Colorado Pigots at it again.

In order to qualify as a caregiver in Colorado, you must do your clients damn laundry, or maybe unclog that drain….oh and don’t forget to pick up their kids, and teach them how to brush their teeth….

What FDA approved drug distribution facilities have these kind of strict, interfering, unnecessary rules? Do they accomplish anything to help patients get their legal medicine, or do they only serve to hinder that ability? Or is that the point…Hypocrisy at it’s finest.

COLORADO: Fight Over ‘Caregiver’

Medical cannabis dispensaries have been springing up in Colorado, particularly since the state Board of Health ruled that such storefront establishments meet the definition of qualified caregiver. In November, Governor Bill Ritter Jr. directed dispensaries to obtain retail-sales licenses and start paying sales tax, a move advocates welcomed as a further legitimization of dispensaries as a distribution model for the state. Colorado is the second state, after California, to tax and regulate medical cannabis.

But the issues has been clouded by a state appellate court ruling that the ‘caregivers’ the law authorizes to provide cannabis to patients must assume responsibility for providing shelter or personal assistance to qualify.
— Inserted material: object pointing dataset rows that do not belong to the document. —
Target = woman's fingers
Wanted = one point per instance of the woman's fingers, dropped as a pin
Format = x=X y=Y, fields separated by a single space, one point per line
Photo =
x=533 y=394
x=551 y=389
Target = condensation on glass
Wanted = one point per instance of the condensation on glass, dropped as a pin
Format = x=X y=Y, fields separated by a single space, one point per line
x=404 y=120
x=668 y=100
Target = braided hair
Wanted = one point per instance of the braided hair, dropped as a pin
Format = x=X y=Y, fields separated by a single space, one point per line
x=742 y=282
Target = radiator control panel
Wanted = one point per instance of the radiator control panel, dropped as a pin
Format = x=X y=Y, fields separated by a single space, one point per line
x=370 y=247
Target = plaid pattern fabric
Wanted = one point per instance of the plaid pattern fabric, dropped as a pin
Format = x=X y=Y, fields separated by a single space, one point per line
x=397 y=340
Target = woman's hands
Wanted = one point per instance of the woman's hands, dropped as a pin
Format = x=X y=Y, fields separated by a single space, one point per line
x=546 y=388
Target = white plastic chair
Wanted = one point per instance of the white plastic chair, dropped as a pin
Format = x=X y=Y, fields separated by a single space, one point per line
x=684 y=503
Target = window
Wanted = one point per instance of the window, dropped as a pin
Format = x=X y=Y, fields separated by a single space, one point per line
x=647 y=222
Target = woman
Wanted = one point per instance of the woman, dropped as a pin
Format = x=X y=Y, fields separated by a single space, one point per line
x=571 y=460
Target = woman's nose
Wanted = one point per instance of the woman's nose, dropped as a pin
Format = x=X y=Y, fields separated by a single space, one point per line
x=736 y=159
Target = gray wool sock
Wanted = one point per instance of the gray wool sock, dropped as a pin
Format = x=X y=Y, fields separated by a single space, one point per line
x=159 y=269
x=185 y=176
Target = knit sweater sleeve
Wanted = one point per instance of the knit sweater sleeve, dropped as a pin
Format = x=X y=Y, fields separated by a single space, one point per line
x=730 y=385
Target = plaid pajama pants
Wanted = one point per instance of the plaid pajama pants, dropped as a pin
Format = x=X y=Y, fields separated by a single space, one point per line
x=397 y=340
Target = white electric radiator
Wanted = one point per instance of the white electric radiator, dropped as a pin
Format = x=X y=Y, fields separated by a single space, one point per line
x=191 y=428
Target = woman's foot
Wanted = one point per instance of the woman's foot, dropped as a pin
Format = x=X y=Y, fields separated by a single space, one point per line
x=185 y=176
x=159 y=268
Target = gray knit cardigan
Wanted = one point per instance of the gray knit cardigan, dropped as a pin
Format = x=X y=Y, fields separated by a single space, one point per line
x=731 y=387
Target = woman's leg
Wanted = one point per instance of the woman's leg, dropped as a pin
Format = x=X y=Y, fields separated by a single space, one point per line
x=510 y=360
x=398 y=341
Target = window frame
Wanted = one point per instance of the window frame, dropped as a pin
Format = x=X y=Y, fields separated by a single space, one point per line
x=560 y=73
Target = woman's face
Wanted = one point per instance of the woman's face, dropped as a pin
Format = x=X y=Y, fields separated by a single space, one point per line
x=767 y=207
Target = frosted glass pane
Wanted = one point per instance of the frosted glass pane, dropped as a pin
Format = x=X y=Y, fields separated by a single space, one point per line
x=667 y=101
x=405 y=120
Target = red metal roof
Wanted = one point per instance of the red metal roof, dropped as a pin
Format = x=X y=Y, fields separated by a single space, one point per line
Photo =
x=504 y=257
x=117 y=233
Immediately after, the Board of Health reversed its previous decision in an impromptu meeting. Activists from Sensible Colorado, an ASA affiliate, went to court and got the decision overturned — at least temporarily — by successfully arguing that the meeting was a violation of the Colorado Open Meetings Law.
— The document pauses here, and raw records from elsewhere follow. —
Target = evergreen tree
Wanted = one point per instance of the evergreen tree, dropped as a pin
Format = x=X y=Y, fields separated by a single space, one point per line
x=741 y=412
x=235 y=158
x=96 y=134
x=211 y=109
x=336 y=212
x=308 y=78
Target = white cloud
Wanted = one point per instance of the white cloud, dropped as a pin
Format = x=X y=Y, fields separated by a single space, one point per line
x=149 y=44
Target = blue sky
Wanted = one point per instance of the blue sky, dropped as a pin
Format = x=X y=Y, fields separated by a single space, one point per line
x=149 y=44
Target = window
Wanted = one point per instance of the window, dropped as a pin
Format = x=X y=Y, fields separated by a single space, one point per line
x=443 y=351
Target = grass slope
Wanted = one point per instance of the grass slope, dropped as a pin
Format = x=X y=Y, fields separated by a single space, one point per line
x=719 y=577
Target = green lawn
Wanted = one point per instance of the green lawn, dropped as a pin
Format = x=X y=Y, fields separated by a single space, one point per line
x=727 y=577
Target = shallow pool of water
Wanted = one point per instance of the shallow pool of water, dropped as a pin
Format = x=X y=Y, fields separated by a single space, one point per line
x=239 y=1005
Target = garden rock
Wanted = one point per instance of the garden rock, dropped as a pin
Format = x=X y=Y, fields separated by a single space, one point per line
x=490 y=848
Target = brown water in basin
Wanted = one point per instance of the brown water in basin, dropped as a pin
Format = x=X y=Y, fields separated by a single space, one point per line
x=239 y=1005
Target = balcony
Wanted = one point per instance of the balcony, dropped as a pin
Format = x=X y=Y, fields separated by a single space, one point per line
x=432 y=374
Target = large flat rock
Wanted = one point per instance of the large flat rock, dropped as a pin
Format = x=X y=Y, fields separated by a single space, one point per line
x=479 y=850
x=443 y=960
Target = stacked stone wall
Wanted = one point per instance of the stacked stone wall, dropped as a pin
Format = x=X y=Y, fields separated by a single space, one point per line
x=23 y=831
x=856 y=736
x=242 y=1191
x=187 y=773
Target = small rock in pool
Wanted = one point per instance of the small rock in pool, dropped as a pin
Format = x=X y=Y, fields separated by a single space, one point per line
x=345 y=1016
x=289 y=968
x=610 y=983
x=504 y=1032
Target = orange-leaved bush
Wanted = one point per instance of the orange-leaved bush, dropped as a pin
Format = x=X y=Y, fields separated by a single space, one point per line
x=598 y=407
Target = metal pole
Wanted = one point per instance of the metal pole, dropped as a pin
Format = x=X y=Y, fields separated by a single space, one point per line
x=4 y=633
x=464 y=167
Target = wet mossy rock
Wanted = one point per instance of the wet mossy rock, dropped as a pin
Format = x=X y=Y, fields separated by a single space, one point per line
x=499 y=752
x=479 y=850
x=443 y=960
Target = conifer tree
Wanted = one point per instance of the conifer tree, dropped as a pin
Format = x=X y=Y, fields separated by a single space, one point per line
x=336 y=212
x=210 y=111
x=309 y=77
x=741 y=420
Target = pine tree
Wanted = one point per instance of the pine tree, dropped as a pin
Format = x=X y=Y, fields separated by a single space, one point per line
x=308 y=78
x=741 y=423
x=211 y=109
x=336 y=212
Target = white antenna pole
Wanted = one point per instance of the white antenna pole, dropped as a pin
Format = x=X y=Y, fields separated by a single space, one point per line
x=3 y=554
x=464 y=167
Chief Denver District Judge Larry Naves, in voiding the Board’s action, chided them for losing sight of the rights of patients:

“These people have without dispute, serious problems for which they have prescriptions for medical marijuana. There was no mention of the impact of this change on these people. There is no consideration of how plaintiffs and others who need medical marijuana would obtain it.”

Colorado has an estimated 100 storefront dispensaries and at least 1,000 registered individual caregivers who deliver cannabis to patients. State officials estimate they can collect up to $15 million annually on medical cannabis sales, and city and county taxes could account for an additional $45 million a year.